During my undergraduate days, the end of an essay signalled not relief, but the dreaded ritual of writing out the references. Each bracket, colon, and page number had to be meticulously transcribed directly from the article or a borrowed photocopy (in the days when students could get free copies).
Moving into post-graduate studies brought the luxury of a shared departmental computer. The clunky word processor meant I was no longer writing citations by hand, but I was still typing them. The potential to transpose digits or misspell an author’s name was high. However, any potential damage was be contained. If a reference was wrong, it was usually a typo, unlikely to infect the literature as whole, which was more of disconnected body of knowledge linked through medical library collections and Index Medicus [1]. Equally, we tended to keep the number of citations used to a minimum (to avoid all the typing). Journal referees reviewing your submission would be just as much aware of the background literature as you – and grateful for you identifying any new source they may have missed. So, woe betide if you made one up.
Then came CD-ROMs, and then online databases, then PC Reference Managers. We rejoiced. We could suddenly hold details of a 1,000 manuscripts in our own database and import reference details into manuscripts (I have to admit that I never managed to do this successfully). The use of references in our manuscripts expanded [2][3][4]. But in that explosion of volume, the potential for error propagation exploded too. It became more challenging for a journal referee to verify every single reference, particularly in review articles that may cite over 50 articles. Citing ‘secondary sources’ (papers you haven't read but saw it cited elsewhere or you scanned the abstract) entered common practice and served as a major vector for error propagation [5]. The data showed that even in 2015 the "total quotation error rate" hovered around 25.4%, effectively, one in four citations in medical journals had some form of error. Most were minor, but nearly 12% were classified as "major errors," meaning the citation did not support the claim it was attached to. It was a wake-up call, but the potential impact felt small.

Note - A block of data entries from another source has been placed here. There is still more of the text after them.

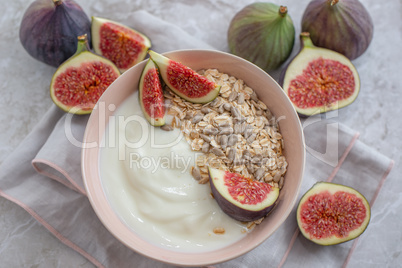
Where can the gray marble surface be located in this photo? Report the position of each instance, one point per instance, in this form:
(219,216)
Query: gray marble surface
(25,98)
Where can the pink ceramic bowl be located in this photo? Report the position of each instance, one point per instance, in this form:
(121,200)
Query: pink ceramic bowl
(268,91)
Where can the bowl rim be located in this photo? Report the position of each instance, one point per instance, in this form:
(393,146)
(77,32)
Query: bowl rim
(95,194)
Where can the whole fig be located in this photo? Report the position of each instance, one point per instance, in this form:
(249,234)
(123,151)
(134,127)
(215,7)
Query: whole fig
(344,26)
(262,33)
(49,30)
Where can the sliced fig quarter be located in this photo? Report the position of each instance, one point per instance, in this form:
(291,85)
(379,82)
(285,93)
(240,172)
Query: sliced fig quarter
(318,80)
(151,95)
(184,81)
(80,81)
(242,198)
(330,214)
(123,45)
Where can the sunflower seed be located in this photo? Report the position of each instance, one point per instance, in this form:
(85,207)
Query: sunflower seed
(197,118)
(232,154)
(226,131)
(210,131)
(240,99)
(206,110)
(206,138)
(223,141)
(232,140)
(227,106)
(254,96)
(232,96)
(251,138)
(205,147)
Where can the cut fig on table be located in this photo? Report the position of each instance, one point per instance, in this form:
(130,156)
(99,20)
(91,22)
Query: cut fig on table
(123,45)
(318,80)
(330,214)
(80,81)
(151,95)
(184,81)
(242,198)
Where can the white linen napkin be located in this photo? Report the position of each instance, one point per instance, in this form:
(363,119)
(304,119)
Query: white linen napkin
(43,176)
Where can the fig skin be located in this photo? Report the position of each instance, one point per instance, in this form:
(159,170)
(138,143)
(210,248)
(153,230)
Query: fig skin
(232,207)
(262,33)
(332,188)
(308,53)
(84,94)
(49,30)
(344,26)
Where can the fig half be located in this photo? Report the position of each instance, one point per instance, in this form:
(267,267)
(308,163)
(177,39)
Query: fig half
(184,81)
(330,213)
(318,80)
(80,81)
(151,95)
(123,45)
(242,198)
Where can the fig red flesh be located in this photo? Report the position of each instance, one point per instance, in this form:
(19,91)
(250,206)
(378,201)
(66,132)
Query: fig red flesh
(82,86)
(322,82)
(119,43)
(80,81)
(194,86)
(184,81)
(115,37)
(318,80)
(151,95)
(331,213)
(240,197)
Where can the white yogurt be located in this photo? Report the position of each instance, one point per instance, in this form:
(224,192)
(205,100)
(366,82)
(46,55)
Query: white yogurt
(145,172)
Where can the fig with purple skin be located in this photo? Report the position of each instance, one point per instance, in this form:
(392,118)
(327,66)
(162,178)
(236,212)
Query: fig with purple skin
(318,80)
(242,198)
(49,30)
(80,81)
(330,214)
(124,46)
(151,95)
(184,81)
(344,26)
(262,33)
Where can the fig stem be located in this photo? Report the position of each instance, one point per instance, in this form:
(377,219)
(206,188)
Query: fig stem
(306,40)
(57,2)
(283,11)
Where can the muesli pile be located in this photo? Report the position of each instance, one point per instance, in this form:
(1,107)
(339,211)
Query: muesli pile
(234,132)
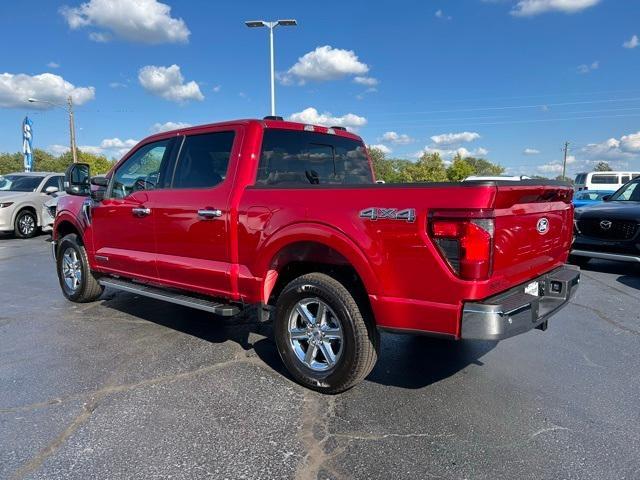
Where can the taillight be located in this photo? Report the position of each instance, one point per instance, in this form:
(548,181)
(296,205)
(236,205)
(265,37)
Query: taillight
(465,241)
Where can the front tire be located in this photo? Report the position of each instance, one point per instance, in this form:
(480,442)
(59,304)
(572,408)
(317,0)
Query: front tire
(76,280)
(26,224)
(325,339)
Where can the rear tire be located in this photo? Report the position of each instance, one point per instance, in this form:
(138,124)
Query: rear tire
(336,350)
(77,282)
(580,261)
(26,224)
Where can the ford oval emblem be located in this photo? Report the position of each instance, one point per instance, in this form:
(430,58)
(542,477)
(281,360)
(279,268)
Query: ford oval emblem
(543,226)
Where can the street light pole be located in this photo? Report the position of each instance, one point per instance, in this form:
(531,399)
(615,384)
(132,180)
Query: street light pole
(72,126)
(271,26)
(72,130)
(273,73)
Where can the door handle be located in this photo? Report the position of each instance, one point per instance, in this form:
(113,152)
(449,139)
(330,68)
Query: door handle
(209,213)
(141,211)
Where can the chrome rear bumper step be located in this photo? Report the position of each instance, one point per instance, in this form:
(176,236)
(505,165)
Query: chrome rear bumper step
(171,296)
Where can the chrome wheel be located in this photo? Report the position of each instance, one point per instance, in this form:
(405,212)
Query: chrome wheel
(71,269)
(315,334)
(27,224)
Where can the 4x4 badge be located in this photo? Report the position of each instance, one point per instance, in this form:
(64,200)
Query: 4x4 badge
(543,226)
(375,213)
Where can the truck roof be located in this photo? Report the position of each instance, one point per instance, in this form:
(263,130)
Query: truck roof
(263,123)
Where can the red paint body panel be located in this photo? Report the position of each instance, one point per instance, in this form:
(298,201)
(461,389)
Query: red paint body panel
(410,284)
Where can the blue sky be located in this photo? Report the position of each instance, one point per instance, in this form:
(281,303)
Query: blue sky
(510,80)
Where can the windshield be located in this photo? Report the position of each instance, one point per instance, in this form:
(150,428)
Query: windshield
(19,183)
(629,192)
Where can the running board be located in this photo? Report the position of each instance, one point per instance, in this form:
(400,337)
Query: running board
(171,296)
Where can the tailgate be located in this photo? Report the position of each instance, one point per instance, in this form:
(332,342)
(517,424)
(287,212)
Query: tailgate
(533,230)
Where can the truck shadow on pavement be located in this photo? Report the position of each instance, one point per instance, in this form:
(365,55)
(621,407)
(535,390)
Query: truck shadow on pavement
(405,361)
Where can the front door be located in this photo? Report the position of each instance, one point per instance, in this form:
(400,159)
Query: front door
(123,222)
(192,217)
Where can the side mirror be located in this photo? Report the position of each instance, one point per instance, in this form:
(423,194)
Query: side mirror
(76,179)
(100,181)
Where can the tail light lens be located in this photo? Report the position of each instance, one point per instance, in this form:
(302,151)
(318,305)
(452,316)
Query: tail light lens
(465,241)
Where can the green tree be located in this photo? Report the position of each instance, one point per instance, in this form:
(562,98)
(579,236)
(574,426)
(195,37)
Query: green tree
(45,162)
(429,168)
(602,167)
(459,169)
(484,167)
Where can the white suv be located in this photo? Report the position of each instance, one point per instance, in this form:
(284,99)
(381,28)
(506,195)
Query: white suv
(22,199)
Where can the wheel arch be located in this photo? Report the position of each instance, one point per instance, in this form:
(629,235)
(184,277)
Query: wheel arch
(303,248)
(26,206)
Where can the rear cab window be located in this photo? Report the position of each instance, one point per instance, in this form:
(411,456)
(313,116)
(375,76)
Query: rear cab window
(294,157)
(204,160)
(604,178)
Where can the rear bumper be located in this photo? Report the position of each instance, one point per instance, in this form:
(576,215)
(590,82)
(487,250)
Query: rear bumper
(618,257)
(514,311)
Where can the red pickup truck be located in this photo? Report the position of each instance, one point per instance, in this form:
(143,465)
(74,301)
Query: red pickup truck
(288,217)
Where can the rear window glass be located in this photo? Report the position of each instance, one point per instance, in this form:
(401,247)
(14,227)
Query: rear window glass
(604,179)
(203,160)
(311,158)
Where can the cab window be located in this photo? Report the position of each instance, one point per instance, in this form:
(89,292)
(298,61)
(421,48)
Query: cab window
(204,160)
(312,158)
(142,170)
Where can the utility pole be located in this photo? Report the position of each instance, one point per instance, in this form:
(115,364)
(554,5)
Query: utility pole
(564,161)
(72,130)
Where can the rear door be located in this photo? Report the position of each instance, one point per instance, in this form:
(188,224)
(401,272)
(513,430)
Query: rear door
(533,230)
(192,218)
(123,222)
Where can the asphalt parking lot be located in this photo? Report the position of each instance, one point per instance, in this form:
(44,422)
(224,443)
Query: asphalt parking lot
(131,388)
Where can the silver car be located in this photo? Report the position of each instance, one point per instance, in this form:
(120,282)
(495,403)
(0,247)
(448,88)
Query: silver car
(22,199)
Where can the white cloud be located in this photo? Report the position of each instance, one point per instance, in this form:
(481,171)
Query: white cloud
(447,139)
(100,37)
(323,64)
(584,68)
(16,89)
(552,167)
(627,147)
(168,83)
(379,146)
(633,42)
(113,148)
(143,21)
(397,138)
(311,116)
(368,81)
(166,126)
(529,8)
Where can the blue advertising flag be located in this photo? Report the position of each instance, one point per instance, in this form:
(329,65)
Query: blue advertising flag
(27,143)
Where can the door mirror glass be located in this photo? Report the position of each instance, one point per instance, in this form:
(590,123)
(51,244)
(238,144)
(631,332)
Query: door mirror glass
(100,181)
(77,179)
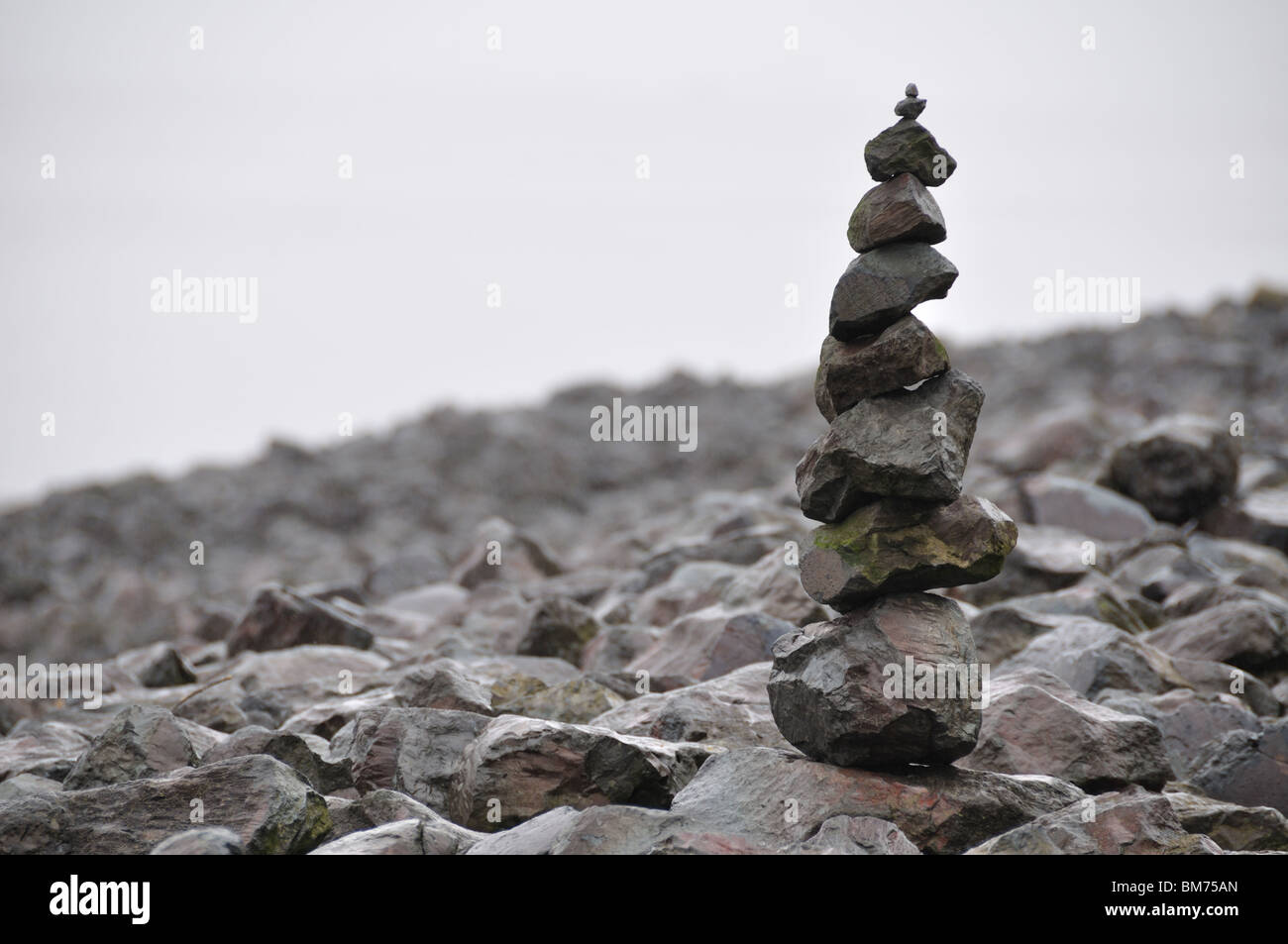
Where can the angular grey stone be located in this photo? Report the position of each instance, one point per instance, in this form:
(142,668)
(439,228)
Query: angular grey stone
(1241,633)
(1177,467)
(729,711)
(561,629)
(576,702)
(1245,768)
(858,836)
(44,749)
(443,684)
(416,751)
(207,840)
(166,670)
(897,545)
(909,445)
(944,810)
(522,767)
(903,355)
(27,785)
(263,801)
(1231,826)
(881,286)
(1091,510)
(707,644)
(1261,517)
(281,618)
(900,210)
(907,147)
(1188,719)
(142,741)
(323,776)
(1127,823)
(840,694)
(402,837)
(1035,724)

Nothing, absolutely nothing, prepared us for the coming tsunami.
The Lancet Verdict: A 12-Fold Surge
Fast forward to the present day, and the quaint ‘typo’ has evolved into what could reasonable be considered an existential threat to the evidence base. In a recent audit published in The Lancet, researchers reported on their analysis of 97.1 million references across 2.5 million papers. The results are shocking: fabricated citations have grown more than 12-fold since 2023 [6][7]. While the background rate of citation errors appears to have been steady for years, the curve hockey-sticks upward from mid-2024 onward. Perhaps we shouldn’t be surprised that this coincides with the mainstream adoption of generative AI writing tools like ChatGPT [7]. But this isn't an explosion in typos. This is wholesale hallucination. The study found that some papers had significant error rates; in one case, out of 30 references listed, 18 were completely fabricated (we assume by LLMs) [6][7].
The concern is direct. Clinical guidelines and systematic reviews assume evidence cited in primary manuscripts are real. When an author uses AI to ‘find’ supporting literature for a new drug protocol or a guideline, and that paper doesn't exist, there is the potential for errors can pass directly into patient care. You would hope that authors preparing guidelines would conduct robust literature searches and validate any work that they cite (as per instructions provided in our Insider’s Insight [8]). However, in some cases these could be the same authors that failed to conduct appropriate when writing primary manuscripts.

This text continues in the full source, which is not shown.